Growth investing is an investment strategy that companies which have high growth potential can fetch good returns in future.
Those who follow this strategy, as know as growth investors. This strategy believes in investing in those shares, which have high potential growth.
Even, if the share price is quite high, then they don't hesitate to buy the share. In growth investing strategy involves high risk factors.
Growth Investing Strategy
The growth investing approach believes in investing in those shares, which have high growth potential. Growth investing in brief is like betting on a small company with ambitious growth targets, at a time it will become a large company.
Growth stock companies follow earning grow faster than industry and market. Most of the growth stock companies focus on reinvest cash in growth company and expand business. As a result investors will be benefited.
How to identify high growth potential share?
Growth investors looks company's potential growth. There is no exactly formula for estimates growth stocks. But some criteria follows growth investors as follows.
(i) Higher P/E Ratio:
This ratio shows the relationship between the price and earnings of the share. It means the current market price the investors are willing to pay for per rupee of income.
A company with higher P/E ratio is considered to have high growth potential. It means the investors are willing to pay more for rupee of earning generated by the company. So, the investors thinks the company will generate more profit in the future at a fast rate.
(ii) Future Growth:
The core concept of growth investing is based on the future growth potential of a company. Basically the investors follow past few years track record of the company. Investors follow some factors like,
(a)Strong sales growth:
Generally investors show the sales growth over the previous five to ten years. If sales growth increases that indicates the management is doing good for the company. Thumb rule, sales increases 10%.

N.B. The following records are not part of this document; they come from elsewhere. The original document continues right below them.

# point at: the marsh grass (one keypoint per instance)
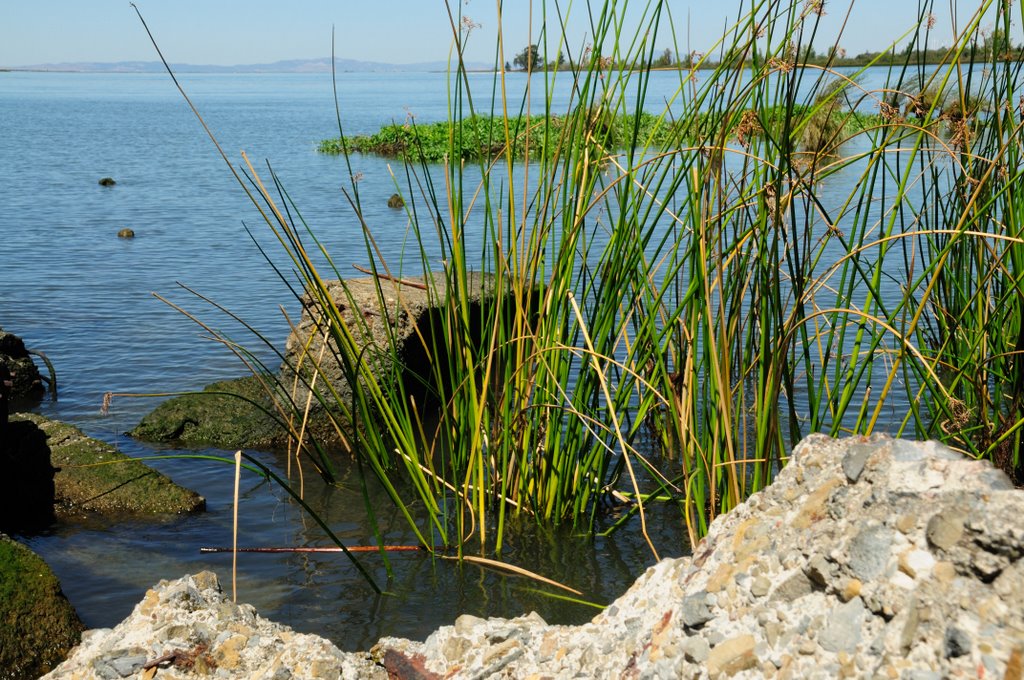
(679, 300)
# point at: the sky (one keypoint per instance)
(237, 32)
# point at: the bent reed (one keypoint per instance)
(693, 285)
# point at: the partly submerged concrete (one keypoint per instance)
(38, 626)
(866, 557)
(93, 476)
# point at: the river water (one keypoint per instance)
(75, 291)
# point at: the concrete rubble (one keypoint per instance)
(866, 557)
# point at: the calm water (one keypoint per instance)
(72, 289)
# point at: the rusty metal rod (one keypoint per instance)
(314, 549)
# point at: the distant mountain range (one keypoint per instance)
(291, 66)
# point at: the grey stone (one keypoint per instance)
(853, 462)
(694, 610)
(795, 587)
(695, 649)
(955, 642)
(869, 552)
(945, 528)
(844, 629)
(127, 666)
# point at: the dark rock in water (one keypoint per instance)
(230, 414)
(82, 485)
(16, 367)
(38, 626)
(27, 492)
(392, 322)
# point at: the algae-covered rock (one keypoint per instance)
(38, 626)
(92, 475)
(17, 368)
(230, 414)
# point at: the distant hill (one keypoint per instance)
(291, 66)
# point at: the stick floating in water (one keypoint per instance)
(315, 549)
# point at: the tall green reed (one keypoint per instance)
(755, 265)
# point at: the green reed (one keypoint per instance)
(643, 301)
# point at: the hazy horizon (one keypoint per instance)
(393, 32)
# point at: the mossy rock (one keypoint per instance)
(230, 414)
(38, 625)
(92, 475)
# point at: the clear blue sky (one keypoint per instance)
(228, 32)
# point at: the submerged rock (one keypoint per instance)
(866, 557)
(230, 414)
(93, 476)
(188, 629)
(38, 626)
(392, 322)
(17, 369)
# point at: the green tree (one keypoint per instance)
(527, 57)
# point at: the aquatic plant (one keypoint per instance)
(675, 297)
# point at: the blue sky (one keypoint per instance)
(228, 32)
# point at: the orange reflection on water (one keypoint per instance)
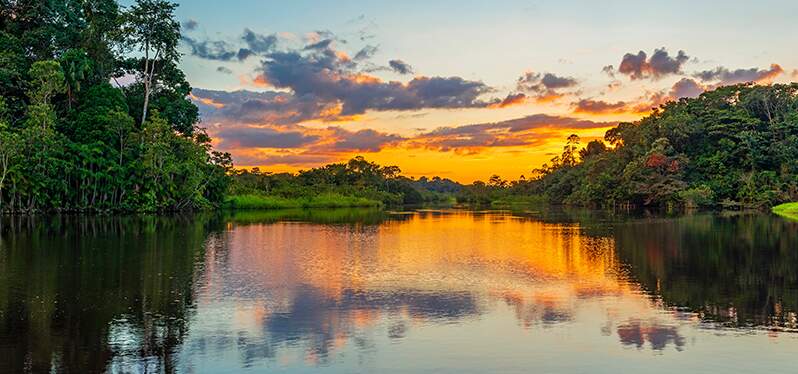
(324, 283)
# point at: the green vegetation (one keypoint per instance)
(327, 200)
(733, 147)
(356, 183)
(72, 141)
(789, 210)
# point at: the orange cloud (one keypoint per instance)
(510, 100)
(206, 101)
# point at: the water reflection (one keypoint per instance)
(355, 290)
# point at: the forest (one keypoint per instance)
(357, 182)
(733, 147)
(94, 114)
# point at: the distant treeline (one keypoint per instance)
(70, 140)
(736, 146)
(335, 185)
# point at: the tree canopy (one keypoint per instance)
(72, 138)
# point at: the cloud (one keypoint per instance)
(526, 131)
(686, 87)
(609, 70)
(661, 64)
(724, 76)
(292, 159)
(400, 67)
(328, 77)
(211, 49)
(321, 44)
(589, 106)
(190, 24)
(268, 107)
(510, 100)
(261, 137)
(366, 52)
(257, 43)
(366, 140)
(544, 87)
(220, 50)
(642, 105)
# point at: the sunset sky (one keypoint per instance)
(460, 89)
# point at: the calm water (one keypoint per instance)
(430, 291)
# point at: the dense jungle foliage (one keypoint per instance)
(94, 114)
(357, 182)
(735, 146)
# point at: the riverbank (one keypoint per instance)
(788, 210)
(329, 200)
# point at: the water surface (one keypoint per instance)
(425, 291)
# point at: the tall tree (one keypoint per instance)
(151, 28)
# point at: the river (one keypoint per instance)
(447, 291)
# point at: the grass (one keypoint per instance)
(788, 210)
(328, 200)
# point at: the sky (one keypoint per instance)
(460, 89)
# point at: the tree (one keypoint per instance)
(47, 80)
(76, 68)
(150, 27)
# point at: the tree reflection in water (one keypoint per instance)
(148, 294)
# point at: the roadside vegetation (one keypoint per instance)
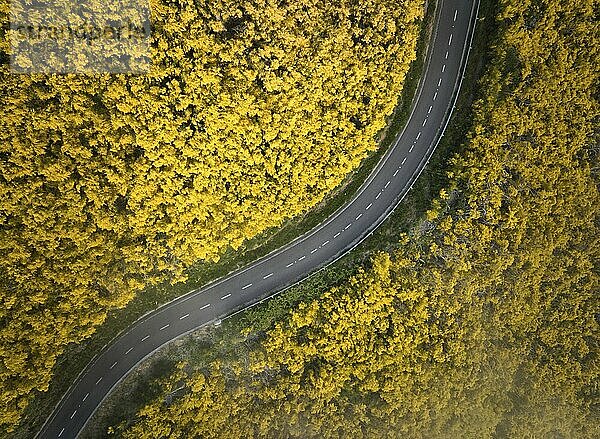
(108, 181)
(482, 322)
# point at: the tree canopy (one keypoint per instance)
(485, 323)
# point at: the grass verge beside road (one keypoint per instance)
(72, 362)
(225, 340)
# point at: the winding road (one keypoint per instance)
(352, 223)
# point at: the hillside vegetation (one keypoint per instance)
(250, 114)
(485, 323)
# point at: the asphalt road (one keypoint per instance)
(379, 195)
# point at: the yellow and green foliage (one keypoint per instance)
(250, 114)
(485, 323)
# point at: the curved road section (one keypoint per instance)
(379, 195)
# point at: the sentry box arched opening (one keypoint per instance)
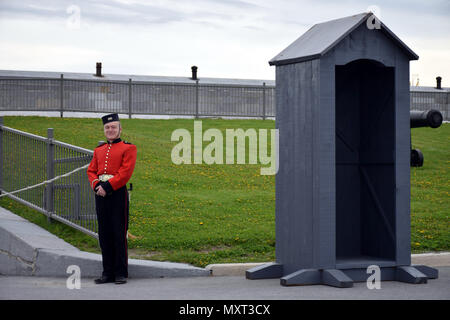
(343, 185)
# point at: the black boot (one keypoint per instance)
(104, 279)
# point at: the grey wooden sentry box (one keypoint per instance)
(343, 185)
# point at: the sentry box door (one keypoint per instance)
(365, 164)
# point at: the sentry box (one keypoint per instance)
(343, 185)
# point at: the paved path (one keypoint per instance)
(216, 288)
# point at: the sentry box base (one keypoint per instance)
(341, 278)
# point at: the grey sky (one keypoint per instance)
(224, 38)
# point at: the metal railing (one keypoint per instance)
(430, 98)
(164, 98)
(136, 97)
(27, 160)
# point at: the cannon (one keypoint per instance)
(429, 118)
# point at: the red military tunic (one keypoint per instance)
(118, 159)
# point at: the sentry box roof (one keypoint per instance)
(322, 37)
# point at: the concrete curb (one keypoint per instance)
(28, 250)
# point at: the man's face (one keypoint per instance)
(112, 130)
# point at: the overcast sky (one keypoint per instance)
(224, 38)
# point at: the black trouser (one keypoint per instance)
(112, 215)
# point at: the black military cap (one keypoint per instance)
(110, 118)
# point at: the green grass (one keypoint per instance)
(202, 214)
(430, 187)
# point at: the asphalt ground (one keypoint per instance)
(216, 288)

(b)Strong earnings growth:
Companies should show a strongs earnings track record over past five to ten years. A company with strong earnings growth is considered to have high growth potential in future.
(c)Debt:
Debt is a only thing that harmful for a company. So, growth investors avoid this types of stock. Investors always prefer less debt. Debt has to be less than previous year.
(d)ROE:
ROE indicates that the profitability of the company. It shows how much profit earns with the money shareholders have invested. A good thumb rule is that compute past 5 years ROE, if ROE is stable or increasing, so it's a good sign of company.

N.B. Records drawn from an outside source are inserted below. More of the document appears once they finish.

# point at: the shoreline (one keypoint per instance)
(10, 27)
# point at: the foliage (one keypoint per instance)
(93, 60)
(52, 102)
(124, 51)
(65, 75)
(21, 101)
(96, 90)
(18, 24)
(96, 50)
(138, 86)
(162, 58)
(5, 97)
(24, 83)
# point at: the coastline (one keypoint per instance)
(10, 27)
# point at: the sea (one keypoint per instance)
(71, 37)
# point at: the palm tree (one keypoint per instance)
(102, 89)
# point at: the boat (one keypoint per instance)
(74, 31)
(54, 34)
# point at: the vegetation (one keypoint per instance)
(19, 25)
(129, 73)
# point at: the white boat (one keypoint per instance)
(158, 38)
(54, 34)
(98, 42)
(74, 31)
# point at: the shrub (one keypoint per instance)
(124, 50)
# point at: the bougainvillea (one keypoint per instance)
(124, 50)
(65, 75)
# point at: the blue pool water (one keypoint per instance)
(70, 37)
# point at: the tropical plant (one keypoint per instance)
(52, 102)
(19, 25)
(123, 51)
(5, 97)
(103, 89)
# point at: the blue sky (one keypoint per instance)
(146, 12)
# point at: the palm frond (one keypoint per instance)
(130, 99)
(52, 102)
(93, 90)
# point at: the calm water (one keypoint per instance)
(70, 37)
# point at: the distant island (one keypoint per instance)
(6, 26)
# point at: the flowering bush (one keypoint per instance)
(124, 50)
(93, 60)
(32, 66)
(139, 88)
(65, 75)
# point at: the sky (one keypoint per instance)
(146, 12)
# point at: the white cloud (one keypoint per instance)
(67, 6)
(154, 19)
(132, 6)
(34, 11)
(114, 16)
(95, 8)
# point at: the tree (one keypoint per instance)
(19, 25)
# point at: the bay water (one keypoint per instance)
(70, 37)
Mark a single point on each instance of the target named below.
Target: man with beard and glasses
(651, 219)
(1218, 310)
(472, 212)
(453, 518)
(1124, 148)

And investors also should know the growth story, future plan and growth of the company. If all the factor are matched, the investors believe that the company will grow more faster in future. Because growth investing depends on future.
Basically, growth investors focused on future growth of the company.
(iii) Long term growth:
Growth investing is an approach that strongly believes in the long term story. In this strategy, there are no short cuts option to make profits from growth stocks in the short term. Growth investors have good patience.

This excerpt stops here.